The main encoder struct that implements the Fixed Dimensional Encoding algorithm.

#### Constructor
```rust
pub fn new(buckets: usize, dim: usize, seed: u64) -> Self
```

- `buckets`: Number of hash buckets (hyperplanes) 
- `dim`: Dimensionality of input token embeddings
- `seed`: Random seed for reproducible hyperplane initialization

#### Methods

- `encode(tokens, mode)`: Encode single multi-vector
- `batch_encode(tokens, mode)`: Encode batch of multi-vectors (parallel)
- `encode_query(tokens)`: Encode query with sum aggregation
- `encode_doc(tokens)`: Encode document with average aggregation
- `encode_query_batch(tokens)`: Batch encode queries
- `encode_doc_batch(tokens)`: Batch encode documents

### `Aggregation`

Enum defining aggregation modes:
- `Sum`: Sum all tokens in each bucket
- `Avg`: Average all tokens in each bucket

## Performance Considerations

- **Buckets**: More buckets = better approximation but higher memory usage
- **Batch Size**: Use batch encoding for multiple vectors to leverage parallelism
- **Memory**: FDE vectors are `buckets * dim` in size
- **Precision**: `f32` is typically sufficient and faster than `f64`

## References

### Original Paper
- **MuVERA: Multi-Vector Retrieval via Fixed Dimensional Encodings**  
  Laxman Dhulipala, Jason Lee, Majid Hadian, Rajesh Jayaram, Vahab Mirrokni  
  [arXiv:2405.19504](https://arxiv.org/pdf/2405.19504)

### Google Research Blog
- **MuVERA: Making Multi-Vector Retrieval as Fast as Single-Vector Search**  
  [Google Research Blog](https://research.google/blog/muvera-making-multi-vector-retrieval-as-fast-as-single-vector-search/)

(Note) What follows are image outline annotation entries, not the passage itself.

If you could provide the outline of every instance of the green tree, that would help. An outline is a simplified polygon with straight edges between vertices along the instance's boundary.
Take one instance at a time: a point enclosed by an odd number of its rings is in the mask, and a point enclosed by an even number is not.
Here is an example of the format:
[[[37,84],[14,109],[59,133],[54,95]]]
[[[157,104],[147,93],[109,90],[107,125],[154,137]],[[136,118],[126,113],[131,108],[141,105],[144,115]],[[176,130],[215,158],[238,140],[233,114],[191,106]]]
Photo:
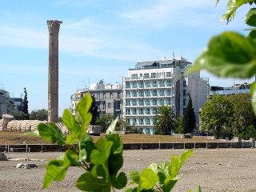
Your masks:
[[[24,120],[26,117],[23,111],[19,111],[15,109],[11,110],[9,114],[14,116],[16,120]]]
[[[47,121],[48,119],[48,110],[46,109],[41,110],[34,110],[30,114],[30,120],[40,120],[40,121]]]
[[[106,129],[116,118],[114,115],[102,114],[96,121],[97,126],[101,126],[102,132],[105,133]]]
[[[202,109],[202,130],[212,132],[217,138],[232,137],[233,113],[232,104],[227,98],[214,95]]]
[[[192,133],[195,128],[195,114],[194,112],[194,108],[192,105],[192,99],[190,94],[189,102],[185,110],[184,117],[183,117],[183,125],[184,125],[184,133]]]
[[[29,106],[28,106],[28,100],[27,100],[27,93],[26,87],[24,88],[24,99],[23,99],[23,105],[22,105],[22,112],[25,114],[25,118],[24,119],[29,119]]]
[[[175,128],[175,115],[172,108],[162,106],[158,109],[155,116],[154,129],[160,134],[172,134]]]
[[[234,134],[240,134],[250,126],[254,126],[254,114],[249,94],[239,94],[228,97],[234,107],[232,129]]]
[[[218,2],[219,0],[217,0]],[[229,23],[238,9],[255,0],[229,0],[222,20]],[[248,6],[247,6],[248,7]],[[250,27],[247,35],[226,31],[213,37],[205,51],[196,59],[188,73],[206,70],[219,77],[249,78],[256,74],[256,8],[251,7],[245,17]],[[250,87],[254,111],[256,114],[256,82]]]

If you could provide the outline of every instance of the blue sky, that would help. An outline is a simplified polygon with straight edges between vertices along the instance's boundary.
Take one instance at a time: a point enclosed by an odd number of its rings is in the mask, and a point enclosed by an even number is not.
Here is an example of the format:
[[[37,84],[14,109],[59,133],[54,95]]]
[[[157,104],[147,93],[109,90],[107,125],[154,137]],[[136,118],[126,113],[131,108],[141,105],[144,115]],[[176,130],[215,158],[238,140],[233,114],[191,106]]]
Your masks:
[[[29,110],[47,109],[46,20],[62,21],[59,34],[59,116],[70,95],[100,79],[121,82],[137,62],[182,55],[194,62],[210,37],[245,33],[246,7],[229,25],[220,22],[226,1],[8,0],[0,2],[0,89],[20,97]],[[202,71],[210,86],[247,80],[220,79]],[[250,81],[251,82],[251,81]],[[23,97],[23,96],[22,96]]]

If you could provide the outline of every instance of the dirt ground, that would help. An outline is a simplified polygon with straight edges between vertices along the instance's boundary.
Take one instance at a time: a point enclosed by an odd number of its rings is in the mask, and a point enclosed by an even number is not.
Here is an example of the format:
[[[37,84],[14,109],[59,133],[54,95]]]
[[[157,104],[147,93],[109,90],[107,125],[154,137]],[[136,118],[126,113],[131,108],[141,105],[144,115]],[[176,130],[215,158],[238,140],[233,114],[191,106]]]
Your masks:
[[[142,170],[151,162],[170,161],[171,155],[182,150],[125,150],[123,170]],[[0,162],[0,191],[79,191],[77,178],[83,173],[70,167],[64,181],[54,182],[49,189],[42,190],[46,160],[62,153],[30,153],[30,163],[38,168],[18,169],[14,165],[24,159]],[[10,153],[12,159],[24,158],[26,153]],[[41,159],[41,161],[38,161]],[[42,161],[45,160],[45,161]],[[188,191],[200,185],[202,191],[256,191],[256,149],[198,149],[180,171],[181,178],[174,191]],[[122,190],[125,191],[125,190]]]

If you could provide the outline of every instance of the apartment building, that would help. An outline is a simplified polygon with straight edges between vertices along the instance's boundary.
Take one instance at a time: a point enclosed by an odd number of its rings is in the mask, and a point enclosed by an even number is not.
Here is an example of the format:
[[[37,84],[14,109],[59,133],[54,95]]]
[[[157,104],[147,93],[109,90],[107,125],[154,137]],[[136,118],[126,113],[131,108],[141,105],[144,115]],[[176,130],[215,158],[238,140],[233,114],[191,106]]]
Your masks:
[[[137,62],[123,78],[123,118],[129,125],[154,134],[154,116],[161,106],[170,106],[177,115],[183,114],[190,93],[197,125],[199,109],[207,99],[208,79],[200,72],[185,75],[191,65],[182,57]]]
[[[77,93],[71,96],[70,110],[74,114],[77,103],[88,91],[94,96],[100,114],[106,114],[121,117],[122,86],[118,82],[105,84],[103,80],[96,84],[90,84],[90,88],[78,90]]]

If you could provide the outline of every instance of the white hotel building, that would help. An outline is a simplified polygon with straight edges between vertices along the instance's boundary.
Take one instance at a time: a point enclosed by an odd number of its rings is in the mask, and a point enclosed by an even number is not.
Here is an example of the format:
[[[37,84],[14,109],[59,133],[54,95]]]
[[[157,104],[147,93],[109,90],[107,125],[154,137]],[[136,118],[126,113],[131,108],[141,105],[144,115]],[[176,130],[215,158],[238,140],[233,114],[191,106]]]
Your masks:
[[[184,76],[191,62],[182,57],[137,62],[123,78],[123,118],[129,125],[154,134],[154,116],[161,106],[170,106],[183,114],[190,93],[198,125],[199,109],[207,99],[208,79],[200,73]],[[198,129],[198,127],[197,127]]]

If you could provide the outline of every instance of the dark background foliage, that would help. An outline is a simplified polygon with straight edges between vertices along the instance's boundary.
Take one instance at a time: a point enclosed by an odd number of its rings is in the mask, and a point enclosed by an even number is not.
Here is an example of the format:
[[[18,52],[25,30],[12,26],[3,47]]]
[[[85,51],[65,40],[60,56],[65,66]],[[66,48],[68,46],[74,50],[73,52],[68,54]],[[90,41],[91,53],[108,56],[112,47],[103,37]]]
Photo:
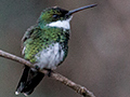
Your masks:
[[[92,3],[98,8],[74,15],[68,57],[56,71],[96,97],[130,97],[129,0],[0,0],[0,48],[21,56],[21,39],[44,8],[73,10]],[[15,97],[22,69],[0,58],[0,97]],[[50,78],[30,95],[36,96],[80,97]]]

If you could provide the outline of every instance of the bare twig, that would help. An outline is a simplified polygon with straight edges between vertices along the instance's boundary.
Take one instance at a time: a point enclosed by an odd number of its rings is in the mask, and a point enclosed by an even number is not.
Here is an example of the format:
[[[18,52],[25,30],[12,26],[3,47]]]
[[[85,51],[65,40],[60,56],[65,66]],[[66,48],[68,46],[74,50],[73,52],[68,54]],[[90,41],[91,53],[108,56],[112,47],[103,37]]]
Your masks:
[[[35,68],[29,61],[18,57],[18,56],[15,56],[15,55],[12,55],[10,53],[6,53],[6,52],[3,52],[0,50],[0,56],[1,57],[4,57],[4,58],[8,58],[8,59],[12,59],[12,60],[15,60],[17,63],[21,63],[21,64],[24,64],[28,67],[31,67],[31,68]],[[39,70],[40,72],[42,73],[48,73],[47,70]],[[66,86],[73,88],[74,91],[76,91],[78,94],[82,95],[83,97],[95,97],[90,91],[88,91],[86,87],[79,85],[79,84],[76,84],[74,83],[73,81],[68,80],[67,78],[63,77],[62,74],[60,73],[56,73],[56,72],[52,72],[51,73],[51,78],[57,80],[58,82],[65,84]]]

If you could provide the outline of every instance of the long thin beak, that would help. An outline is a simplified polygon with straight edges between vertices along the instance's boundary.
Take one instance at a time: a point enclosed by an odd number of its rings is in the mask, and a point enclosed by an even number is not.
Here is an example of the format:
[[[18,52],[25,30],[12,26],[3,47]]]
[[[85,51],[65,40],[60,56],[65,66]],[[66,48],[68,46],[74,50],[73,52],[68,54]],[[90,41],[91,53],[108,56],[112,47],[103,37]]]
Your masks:
[[[72,14],[77,13],[79,11],[82,11],[82,10],[86,10],[86,9],[90,9],[90,8],[94,8],[96,5],[98,4],[90,4],[90,5],[86,5],[86,6],[82,6],[82,8],[78,8],[78,9],[69,11],[66,15],[72,15]]]

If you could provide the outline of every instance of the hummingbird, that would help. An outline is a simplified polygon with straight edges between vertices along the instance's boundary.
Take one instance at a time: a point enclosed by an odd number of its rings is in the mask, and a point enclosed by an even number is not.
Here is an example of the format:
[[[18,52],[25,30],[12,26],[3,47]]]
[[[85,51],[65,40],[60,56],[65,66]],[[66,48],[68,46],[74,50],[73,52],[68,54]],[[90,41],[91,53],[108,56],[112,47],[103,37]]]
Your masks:
[[[72,11],[58,6],[43,10],[37,24],[28,28],[22,39],[22,55],[24,58],[38,69],[49,71],[56,69],[65,60],[68,53],[69,22],[73,14],[93,6],[96,6],[96,4]],[[23,93],[28,96],[34,92],[44,77],[44,73],[39,72],[38,69],[24,66],[15,95]]]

### Original Implementation
- **Google Graph Mining Repository**  
  [github.com/google/graph-mining/tree/main/sketching/point_cloud](https://github.com/google/graph-mining/tree/main/sketching/point_cloud)

## Future Work

### Planned Features

1. **Benchmark Suite**
   - Integration with BEIR datasets (MS MARCO, etc.)
   - Memory usage and compression analysis

2. **Advanced Features**
   - **Support BLAS**
   - **Product Quantization (PQ)**: 32x compression with minimal quality loss
   - **Final Projections**: Dimensionality reduction techniques
   

## License

This project is licensed under the MIT License - see the [LICENSE](LICENSE) file for details.